The film was played theatrically in June 1959 on a double feature with the Japanese film Gigantis the Fire Monster. It failed to perform at the box office, placing further stress on an already-burdened Graeff, and in the fall of 1959, he suffered a breakdown, proclaiming himself as the second coming of Christ. After a number of public appearances, followed by a subsequent arrest for disrupting a church service, Graeff disappeared from Hollywood until 1964. He committed suicide in 1970.

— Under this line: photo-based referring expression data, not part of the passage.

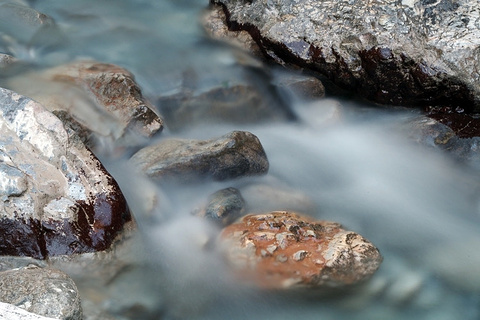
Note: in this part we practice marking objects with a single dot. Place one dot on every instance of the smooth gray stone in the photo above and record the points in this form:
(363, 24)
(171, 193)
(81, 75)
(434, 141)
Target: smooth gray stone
(43, 291)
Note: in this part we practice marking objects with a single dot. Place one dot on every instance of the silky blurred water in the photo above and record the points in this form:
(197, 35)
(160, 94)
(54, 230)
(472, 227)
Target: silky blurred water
(354, 161)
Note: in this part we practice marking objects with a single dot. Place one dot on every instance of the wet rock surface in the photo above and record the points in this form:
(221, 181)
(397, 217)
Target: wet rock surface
(43, 291)
(233, 155)
(408, 52)
(56, 196)
(235, 104)
(224, 206)
(77, 91)
(282, 249)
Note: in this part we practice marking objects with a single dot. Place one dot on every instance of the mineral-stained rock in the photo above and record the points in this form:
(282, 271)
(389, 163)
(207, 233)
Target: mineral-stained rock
(233, 155)
(456, 134)
(43, 291)
(215, 25)
(56, 197)
(224, 206)
(282, 249)
(393, 52)
(92, 97)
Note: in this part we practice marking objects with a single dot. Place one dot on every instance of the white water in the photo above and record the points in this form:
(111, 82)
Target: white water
(418, 207)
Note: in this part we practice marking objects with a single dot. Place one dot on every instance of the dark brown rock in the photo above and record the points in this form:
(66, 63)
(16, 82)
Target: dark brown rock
(407, 52)
(231, 156)
(282, 250)
(56, 196)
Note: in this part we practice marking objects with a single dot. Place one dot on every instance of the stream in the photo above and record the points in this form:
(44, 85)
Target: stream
(355, 162)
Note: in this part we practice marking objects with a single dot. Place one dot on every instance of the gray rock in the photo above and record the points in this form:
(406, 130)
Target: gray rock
(46, 292)
(236, 104)
(393, 52)
(434, 134)
(92, 97)
(214, 23)
(231, 156)
(56, 196)
(224, 206)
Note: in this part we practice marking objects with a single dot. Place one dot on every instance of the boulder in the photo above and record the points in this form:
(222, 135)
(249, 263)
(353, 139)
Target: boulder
(410, 52)
(42, 291)
(235, 104)
(224, 206)
(236, 154)
(92, 97)
(56, 197)
(283, 250)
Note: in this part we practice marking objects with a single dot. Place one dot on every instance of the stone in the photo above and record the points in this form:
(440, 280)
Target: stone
(43, 291)
(236, 154)
(412, 52)
(215, 24)
(462, 144)
(224, 206)
(281, 249)
(301, 86)
(235, 104)
(272, 195)
(77, 91)
(56, 197)
(11, 312)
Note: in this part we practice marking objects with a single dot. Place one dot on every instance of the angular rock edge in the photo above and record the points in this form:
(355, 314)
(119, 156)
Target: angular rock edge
(382, 76)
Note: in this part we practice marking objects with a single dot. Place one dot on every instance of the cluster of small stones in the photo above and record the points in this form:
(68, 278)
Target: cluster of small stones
(283, 249)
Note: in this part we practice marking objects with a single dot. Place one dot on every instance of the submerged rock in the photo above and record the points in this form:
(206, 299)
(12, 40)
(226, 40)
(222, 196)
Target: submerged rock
(56, 197)
(393, 52)
(282, 250)
(92, 97)
(233, 155)
(42, 291)
(224, 206)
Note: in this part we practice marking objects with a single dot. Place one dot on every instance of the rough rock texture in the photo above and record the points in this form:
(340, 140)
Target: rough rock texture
(11, 312)
(462, 145)
(56, 197)
(282, 249)
(46, 292)
(224, 206)
(100, 97)
(233, 155)
(394, 52)
(215, 24)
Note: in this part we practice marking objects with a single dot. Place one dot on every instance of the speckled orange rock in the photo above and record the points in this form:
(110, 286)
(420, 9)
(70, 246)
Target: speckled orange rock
(283, 249)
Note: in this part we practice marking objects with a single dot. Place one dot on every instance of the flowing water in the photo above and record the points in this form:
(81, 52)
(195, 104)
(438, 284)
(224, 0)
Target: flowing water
(354, 161)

The film went on to become a cult classic among sci-fi fans and was later shown on Mystery Science Theater 3000 (as well as "riffed"), Elvira's Movie Macabre, Off Beat Cinema, and Svengoolie. It was also included as an extra in the video game Destroy All Humans!; it becomes unlocked and ready to play in full once the player beats the game.

In Disney's Hollywood Studios, while eating at the Sci-Fi Dine-In Theater Restaurant theme restaurant, guests watch film clips from 1950s and 1960s science fiction films, B horror films, monster movies, pseudo-documentaries, bizarre newsreels, and animated cartoons, all on a loop. One of the film clips is from Teenagers from Outer Space.

===Critical reception===
The film opened on June 2, 1959, to negative, but not crippling, reviews: the Los Angeles Times review stated "what a curious little film this is [...] there are flashes of astonishing sensitivity half-buried in the mass of tritisms". And of the director, Tom Graeff, "when he stops spreading himself so incredibly thin, I think his work will bear watching".
Writing in DVD Savant, although film critic Glenn Erickson described the film as "staged at the level of a high-school play," with the giant Gargon "...a crudely-matted silhouette that may be the least-convincing [special] effect of the 1950s," the film nevertheless is "actually quite touching - the show finds its own humble level of dramatic integrity." Film critic Phil Hall wrote that "this 1959 Grade Z effort isn’t as awful as many people would like to insist," that "much of the charm ... lies in the vim and vigor that reinforces its patent absurdity," and added that it "provide[s] genuine entertainment – you may giggle at times for the wrong reasons, but you’ll never get bored watching it."

==Public domain status==
In 1987, the film entered the public domain in the United States and worldwide because Warner Bros. did not renew the film's copyright registration in the 28th year after its creation. As a result, the film has received numerous "bargain bin" DVD releases. MST3Ks version was released by Rhino Home Video as part of their "Collection, Volume 6" box set.